At this time, capitalism was in crisis worldwide, from the Great Depression at one end and reports of Soviet achievements at another. The crisis was not lost on Western liberal economics. But liberal economics did not reject the market, rather re-affirmed its role while simultaneously advocating collective institutions to deal with market failure. Indeed, the very inventor, as it were, of market-failure, John Keynes, in his 1926 lecture, “The End of Laissez-faire”, affirmed a qualified optimism about market as an instrument for growth and welfare. The more moderate critiques of the globalization ideology among today’s economists, such as Joseph Stiglitz, are Keynesians in this sense.

But, in the prevailing political mood in India in the Forties, this qualified market-optimism had few takers, and nationalist thought won the day.

Forty years later, the market-pessimist development model fostered by these sentiments was widely seen as a failure, for having weakened market incentives while spawning a not-too-efficient state sector. But alongside this new change of mindset, inevitably the anti-market sentiment has been consolidating too.

What is noteworthy is that the language of the current debate on economic globalization echoes time-worn qualms about market-driven growth. Qualms over three types of problems in particular: market-failure, risk and equity. In a nutshell, the anti-globalization case is that re-entry in a world market imposes three types of stress for India. It means exposure to monopolistic markets dominated by multinational corporations. Trade-driven specialization increases risks. And trade in subsistence goods like food compromises food security for the poor. These arguments have been around for a long time, and the world has not seen a clear resolution thereof. Why? Because in each case, the reality is that freer trade makes one face, not a uniform increase in power, risk, or inequity, but a trade-off, significant gains in income and welfare against some costs.

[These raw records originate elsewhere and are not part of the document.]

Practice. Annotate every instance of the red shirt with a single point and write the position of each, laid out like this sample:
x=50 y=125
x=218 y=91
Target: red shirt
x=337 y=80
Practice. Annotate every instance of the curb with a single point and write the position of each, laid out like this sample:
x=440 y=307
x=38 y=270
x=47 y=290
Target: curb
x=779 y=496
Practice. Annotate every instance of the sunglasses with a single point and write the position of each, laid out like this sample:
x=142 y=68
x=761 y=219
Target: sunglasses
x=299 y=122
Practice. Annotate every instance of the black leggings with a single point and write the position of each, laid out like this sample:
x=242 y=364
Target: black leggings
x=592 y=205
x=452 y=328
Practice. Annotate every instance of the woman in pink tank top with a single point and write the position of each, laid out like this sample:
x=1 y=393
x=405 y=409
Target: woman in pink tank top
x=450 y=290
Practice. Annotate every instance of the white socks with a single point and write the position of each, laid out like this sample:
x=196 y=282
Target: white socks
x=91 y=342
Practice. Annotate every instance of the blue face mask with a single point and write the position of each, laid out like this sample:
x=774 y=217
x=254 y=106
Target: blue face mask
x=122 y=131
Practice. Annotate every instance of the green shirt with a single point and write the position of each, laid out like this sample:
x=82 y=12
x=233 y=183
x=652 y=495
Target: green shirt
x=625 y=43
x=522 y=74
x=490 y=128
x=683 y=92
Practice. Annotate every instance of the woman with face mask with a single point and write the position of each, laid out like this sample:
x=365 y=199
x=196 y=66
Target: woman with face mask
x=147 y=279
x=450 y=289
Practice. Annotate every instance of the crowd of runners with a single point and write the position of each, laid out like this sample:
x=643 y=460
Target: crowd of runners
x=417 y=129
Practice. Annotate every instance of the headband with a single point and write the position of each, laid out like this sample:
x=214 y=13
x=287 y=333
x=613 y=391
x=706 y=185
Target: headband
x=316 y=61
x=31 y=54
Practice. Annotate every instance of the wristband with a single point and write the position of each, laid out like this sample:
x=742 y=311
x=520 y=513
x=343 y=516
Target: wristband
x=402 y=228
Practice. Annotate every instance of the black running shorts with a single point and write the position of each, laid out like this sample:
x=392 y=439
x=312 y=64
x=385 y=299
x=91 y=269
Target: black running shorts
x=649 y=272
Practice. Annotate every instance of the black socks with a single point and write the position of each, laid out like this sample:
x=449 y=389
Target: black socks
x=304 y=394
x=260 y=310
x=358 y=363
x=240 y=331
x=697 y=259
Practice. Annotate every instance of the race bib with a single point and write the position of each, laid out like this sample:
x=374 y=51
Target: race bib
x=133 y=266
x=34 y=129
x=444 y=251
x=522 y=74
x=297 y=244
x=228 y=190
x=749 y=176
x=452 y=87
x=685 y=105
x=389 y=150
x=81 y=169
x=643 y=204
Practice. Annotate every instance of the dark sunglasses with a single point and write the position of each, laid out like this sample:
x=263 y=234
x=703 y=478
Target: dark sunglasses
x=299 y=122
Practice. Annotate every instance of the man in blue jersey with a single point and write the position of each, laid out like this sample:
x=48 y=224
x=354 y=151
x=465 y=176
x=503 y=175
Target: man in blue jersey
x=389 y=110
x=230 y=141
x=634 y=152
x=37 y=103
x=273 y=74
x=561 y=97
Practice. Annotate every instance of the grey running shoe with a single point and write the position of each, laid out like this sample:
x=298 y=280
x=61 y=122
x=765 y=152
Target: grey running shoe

Let me illustrate this contradictory picture with some examples from post-reform India. Anti-globalizers claim that India’s trade reforms benefited a tiny elite. A pro-globalizer can easily show this to be wrong. The most important example of an export commodity that benefited from trade reforms is textiles and garments. In the last 15 years, an estimated one million jobs were created in this sector, almost wholly driven by the export boom. And yet, this very orientation to the foreign market hurt the textile industry terribly in the late-Nineties recession, when the export market crashed. The increased exposure to risks strengthens the anti-globalization case.

In agriculture recently, MNCs have entered the seeds market. Anti-globalizers say that monopoly in the market for agricultural inputs distorts potential benefits from global trade links. Pro-globalizers respond that these inputs significantly add to peasant incomes, and that there is room for doubt whether the global seeds markets are in fact monopolistic or contestable. Again as in the case of textiles, an anti-globalizer would say that these markets bring in market risks, evident in recent cases of over-specialization in cotton in parts of Andhra Pradesh. A pro-globalizer would respond, let us then have better insurance systems, but not return to a closed economy.

To cut a long story short, the ideological debate over economic globalization restates an eternal dispute at the heart of economics. The dispute concerns the three dangers from market exchange; market-failure, risks, and equity. In the current debate, the stake is not just what is happening in India in the last two, three, four or ten years. The stake is, what position we espouse on the agency of the market in the development process: optimism, pessimism or qualified optimism.